Following the HGV crisis, farmers were compelled to raise food prices by 40%.


Following the HGV crisis, farmers were compelled to raise food prices by 40%.

Farmers have been forced to raise food prices by 40% due to supply chain disruptions caused by the UK’s HGV driver shortage.

Farm haulage manager Rob Vickers told Radio 4’s Today Programme on Monday that the pricing increases are the result of increased driver rates in order to retain key truckers and recruit new ones into the firm. However, he highlighted that the hikes will eventually be felt by the average British consumer, as food costs will rise as a result of the increases.

“As you can see, there are forty vehicles parked up,” Mr Vickers explained, “parked up because they have no drivers due to a driver shortage in the UK.”

As a result, he highlighted how his company has been compelled to raise driver fees in order to keep current drivers and recruit new ones.

However, he emphasized that in order to share out the economic blow, the company’s client base would have to bear this expense through an increase in product costs.

Customers such as the Ministry of Defense and construction machinery manufacturers have seen their rates rise, allowing Mr Vickers’ company to execute the modifications.

The haulage manager said how the situation in Britain is so bad that clients are now facing price hikes of “35-40 percent” to battle the different shortages, which have been exacerbated by the petrol crisis.

Customers are unhappy with such a price, he said, making it a “uphill battle” for farmers to keep up and stay in business.

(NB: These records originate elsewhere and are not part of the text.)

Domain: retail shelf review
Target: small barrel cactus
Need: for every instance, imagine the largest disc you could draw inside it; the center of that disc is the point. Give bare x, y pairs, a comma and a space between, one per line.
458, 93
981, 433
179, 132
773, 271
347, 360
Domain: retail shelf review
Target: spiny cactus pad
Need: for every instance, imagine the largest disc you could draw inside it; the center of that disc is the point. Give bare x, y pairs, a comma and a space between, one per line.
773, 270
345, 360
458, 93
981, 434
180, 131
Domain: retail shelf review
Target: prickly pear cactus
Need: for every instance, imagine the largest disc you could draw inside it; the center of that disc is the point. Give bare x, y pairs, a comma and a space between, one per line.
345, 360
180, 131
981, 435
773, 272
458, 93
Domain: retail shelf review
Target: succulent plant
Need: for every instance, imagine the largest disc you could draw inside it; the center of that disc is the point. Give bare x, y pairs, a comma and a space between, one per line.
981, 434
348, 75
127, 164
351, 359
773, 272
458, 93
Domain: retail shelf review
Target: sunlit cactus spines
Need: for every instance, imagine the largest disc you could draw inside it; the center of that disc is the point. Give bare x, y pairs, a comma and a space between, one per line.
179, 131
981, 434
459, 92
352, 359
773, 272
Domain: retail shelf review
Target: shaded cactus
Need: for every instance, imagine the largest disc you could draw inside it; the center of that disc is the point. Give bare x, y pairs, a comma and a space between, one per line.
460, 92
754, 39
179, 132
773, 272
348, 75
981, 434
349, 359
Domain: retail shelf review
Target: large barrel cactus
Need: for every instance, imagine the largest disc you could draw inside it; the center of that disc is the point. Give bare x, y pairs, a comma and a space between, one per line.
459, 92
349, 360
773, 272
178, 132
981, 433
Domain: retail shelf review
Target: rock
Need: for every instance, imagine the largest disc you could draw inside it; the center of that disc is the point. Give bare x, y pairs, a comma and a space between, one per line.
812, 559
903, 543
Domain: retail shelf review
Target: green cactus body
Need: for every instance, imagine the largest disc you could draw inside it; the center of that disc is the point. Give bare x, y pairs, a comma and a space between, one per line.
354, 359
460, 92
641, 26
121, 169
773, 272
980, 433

However, he warned that these cost hikes will eventually be passed on to customers, hurting the budgets of ordinary Britons who will see food prices rise as a result.

“It becomes a difficulty for the end-user rather than the person for whom we are doing the work,” Mr Vickers explained.

As his sector battles spiraling prices to make ends meet, he suggested that the chaotic driver shortage “may take months, it could take a year” to overcome.

According to the Road Haulage Association, the United Kingdom today has a shortfall of almost 100,000 certified drivers.

Many theories have been proposed as to why there are shortages, including Brexit, the coronavirus outbreak, and working conditions. “Brinkwire News Summary.”